Keyness needs both Counters to have at least one token. Check that your tokenisation produced counts, and that the focus and reference corpora are not swapped with an empty placeholder.

My keyword list is empty

The most common cause is the minimum-frequency cutoff. On small corpora the defaults (min_focus_freq=5, min_reference_freq=5) can exclude everything. Lower them:

Keyness(focus, reference, min_focus_freq=1, min_reference_freq=1)

A type enters the scored table only when it clears the minimum in at least one corpus, so raising the cutoffs is also how you exclude under-evidenced absent words.

Too many keywords

On large corpora the log-likelihood flags far too many types as significant — this is expected (Brezina 2018). Rank by effect size and take the top N:

k.keywords(top=50)        # significance-filtered, sorted by |log ratio|

My lockword list is empty

Lockwords must be frequent in both corpora (min_freq_both, default 5) and near parity (max_abs_log_ratio, default 0.5). On small corpora, lower min_freq_both:

k.lockwords(min_freq_both=2)

Simple Maths does not match a textbook value

keyflux computes Simple Maths from true relative frequencies per million words (formula 3.6 in Brezina). Some worked examples plug in absolute frequencies directly, which is only valid when both corpora are about a million tokens. For the war example, keyflux returns 1.94 (correct per-million) where a textbook may print 1.96 (absolute-frequency shortcut).

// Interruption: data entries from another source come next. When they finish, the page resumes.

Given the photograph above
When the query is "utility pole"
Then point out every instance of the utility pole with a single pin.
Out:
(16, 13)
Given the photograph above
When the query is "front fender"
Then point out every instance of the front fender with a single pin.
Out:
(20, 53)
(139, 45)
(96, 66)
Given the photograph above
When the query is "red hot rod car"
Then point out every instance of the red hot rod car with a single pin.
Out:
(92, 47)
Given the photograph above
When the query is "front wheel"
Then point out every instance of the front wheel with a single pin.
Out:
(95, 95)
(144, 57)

rtd returns 0 for two different corpora

rtd(x, x) is 0 by definition. If two genuinely different lists return 0, check that you did not build both RankedLists from the same Counter.

The allotaxonograph window does not appear

allotaxonograph never calls show() — it returns a Figure. In a script, save it (fig.savefig(...)); in Jupyter, make it the last expression in a cell so the inline backend renders it.

Figures fail to render on a headless server

keyflux builds figures with matplotlib's Figure API and does not require an interactive backend, so it works headless out of the box. If you also import matplotlib.pyplot elsewhere, set a non-interactive backend first:

import matplotlib
matplotlib.use("Agg")

Real linguistic tokenisation

keyflux ships only a simple word-character tokeniser, deliberately — it is about keyness and rank comparison, not tokenisation. For lemmatisation, multi-word handling, or non-English text, pre-tokenise (for example with kenon.Tokenizer) and pass the resulting Counter to Keyness and RankedList.from_counts.